E quarto, o limite que mais importa: o mapa diz se o componente vai para serverless; ele não diz como. Posição e forma da carga são perguntas ortogonais. O hot key do artigo de space-based não aparece em eixo nenhum do Wardley Map: o DynamoDB ocupa o mesmo lugar no desenho com pico distribuído ou concentrado, e a decisão de absorver o decremento em memória vem da forma da carga, de medir, do load test concentrado num único key. Posição decide sourcing. Carga decide desenho. Quem responde as duas com o mesmo instrumento erra pelo menos uma.

Fechando

O evangelista e o traumatizado da abertura discutiam a ferramenta errada para a pergunta errada. Serverless é decisão de posição: o mapa torna a posição visível, e a regra de leitura converte posição em sourcing, direita consome, meio aluga atrás de adaptador fino, esquerda constrói portátil, com o lock-in custando na proporção em que o proprietário invade a esquerda.
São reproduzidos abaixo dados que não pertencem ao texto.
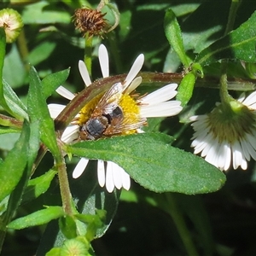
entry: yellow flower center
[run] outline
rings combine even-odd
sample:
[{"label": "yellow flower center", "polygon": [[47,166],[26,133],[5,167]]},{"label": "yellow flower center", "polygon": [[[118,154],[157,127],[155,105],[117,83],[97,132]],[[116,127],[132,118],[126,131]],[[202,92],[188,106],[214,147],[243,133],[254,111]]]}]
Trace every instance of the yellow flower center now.
[{"label": "yellow flower center", "polygon": [[[82,126],[91,118],[91,114],[102,96],[103,94],[98,95],[81,109],[79,117],[76,120],[76,123],[79,126]],[[136,100],[130,95],[123,94],[117,104],[121,108],[123,114],[123,119],[121,121],[123,125],[119,134],[127,135],[136,133],[136,129],[131,128],[131,125],[141,122],[139,107]]]}]

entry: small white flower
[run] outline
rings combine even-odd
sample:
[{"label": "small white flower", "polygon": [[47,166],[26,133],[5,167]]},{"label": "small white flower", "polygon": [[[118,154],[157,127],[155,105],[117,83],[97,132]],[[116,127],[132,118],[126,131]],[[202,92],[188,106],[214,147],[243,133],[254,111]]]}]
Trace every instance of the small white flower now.
[{"label": "small white flower", "polygon": [[218,104],[210,113],[190,118],[195,133],[191,147],[222,171],[247,168],[256,160],[256,91],[242,94],[230,105]]},{"label": "small white flower", "polygon": [[[102,76],[103,78],[107,78],[109,76],[108,54],[103,44],[101,44],[99,47],[98,55]],[[142,78],[136,78],[136,76],[140,72],[143,61],[144,55],[141,54],[134,61],[125,80],[123,83],[118,83],[113,85],[116,86],[121,95],[119,104],[122,108],[124,117],[125,118],[128,115],[127,113],[129,113],[127,120],[131,124],[127,131],[125,131],[122,134],[143,132],[139,127],[136,126],[135,129],[132,125],[132,122],[137,125],[139,124],[139,126],[142,126],[146,123],[147,118],[148,117],[172,116],[177,114],[182,110],[180,102],[169,101],[177,94],[177,84],[167,84],[154,92],[137,99],[133,99],[133,97],[130,96],[130,93],[142,82]],[[79,61],[79,68],[84,84],[86,86],[90,86],[91,80],[84,61]],[[62,86],[59,87],[56,91],[68,100],[72,100],[74,97],[73,94]],[[96,100],[96,104],[101,98]],[[58,104],[49,104],[49,108],[51,117],[54,119],[56,118],[65,107],[66,106],[60,106]],[[89,108],[87,108],[87,105],[85,105],[76,117],[77,121],[70,124],[64,131],[61,137],[61,140],[64,143],[70,143],[79,139],[81,125],[90,119],[89,116],[90,113],[88,113]],[[84,158],[80,160],[73,172],[74,178],[79,177],[83,173],[87,163],[88,160]],[[106,189],[108,192],[112,192],[114,188],[118,189],[124,188],[127,190],[130,189],[131,180],[129,174],[127,174],[122,167],[112,161],[104,162],[102,160],[98,160],[97,176],[100,186],[103,187],[106,185]]]},{"label": "small white flower", "polygon": [[20,14],[12,9],[0,10],[0,27],[3,27],[6,42],[13,43],[20,35],[23,22]]}]

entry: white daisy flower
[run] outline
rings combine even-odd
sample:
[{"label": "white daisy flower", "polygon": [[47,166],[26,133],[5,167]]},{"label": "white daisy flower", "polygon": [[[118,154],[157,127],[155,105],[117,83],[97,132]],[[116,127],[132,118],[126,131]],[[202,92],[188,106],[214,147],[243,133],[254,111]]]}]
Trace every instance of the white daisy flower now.
[{"label": "white daisy flower", "polygon": [[256,160],[256,91],[247,97],[218,104],[208,114],[190,118],[195,133],[191,147],[205,160],[227,171],[247,168],[251,157]]},{"label": "white daisy flower", "polygon": [[[107,78],[109,76],[108,54],[103,44],[99,47],[98,56],[102,76]],[[87,103],[80,110],[74,121],[64,131],[61,140],[64,143],[71,143],[79,138],[90,140],[113,135],[143,132],[140,127],[146,125],[147,118],[177,114],[182,110],[181,102],[169,101],[177,94],[177,84],[167,84],[142,97],[139,97],[137,94],[131,95],[142,82],[142,78],[136,78],[136,76],[140,72],[143,61],[144,55],[141,54],[134,61],[124,82],[113,84],[109,90]],[[90,86],[91,80],[84,61],[79,61],[79,68],[84,84],[86,86]],[[59,87],[56,91],[68,100],[74,97],[73,93],[62,86]],[[92,117],[96,115],[96,109],[101,108],[100,106],[105,108],[104,116],[102,114],[100,118]],[[49,104],[51,117],[56,118],[65,107],[59,104]],[[103,125],[102,119],[106,120],[107,124]],[[76,166],[73,177],[78,178],[84,172],[87,164],[88,160],[82,158]],[[112,192],[114,188],[118,189],[124,188],[128,190],[131,186],[129,174],[112,161],[104,162],[98,160],[97,177],[100,186],[106,185],[108,192]]]}]

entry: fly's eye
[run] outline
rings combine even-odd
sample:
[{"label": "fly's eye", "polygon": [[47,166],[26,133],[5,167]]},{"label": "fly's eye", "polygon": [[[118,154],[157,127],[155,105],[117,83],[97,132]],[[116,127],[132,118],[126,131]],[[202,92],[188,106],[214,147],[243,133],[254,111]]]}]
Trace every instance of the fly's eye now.
[{"label": "fly's eye", "polygon": [[111,124],[114,119],[119,119],[123,117],[123,110],[120,107],[117,106],[111,113],[104,114],[108,119],[108,124]]},{"label": "fly's eye", "polygon": [[106,130],[108,124],[108,119],[104,116],[90,119],[81,127],[81,131],[87,131],[92,137],[99,137]]}]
Tudo isso cabe numa hora de quadro branco antes do próximo diagrama de arquitetura.

O passo concreto que recomendo muito: na próxima decisão de serverless ou não, reúne o time por uma hora antes de qualquer diagrama. Necessidade do usuário no topo, cadeia de valor descendo, cada componente posicionado no eixo de evolução, regra de leitura aplicada em voz alta, componente por componente. Montei um canvas de uma página com esse protocolo, para imprimir e riscar; quem preferir digital desenha o mapa a partir de texto no OnlineWardleyMaps. E fica registrado um compromisso: meus próximos artigos de arquitetura abrem com o mapa da decisão, antes do diagrama da solução. Tem um mapa em particular me incomodando há meses, o do stack agêntico, com metade dos componentes escorregando de custom para commodity mais rápido do que os times estão percebendo. Ele abre o próximo texto.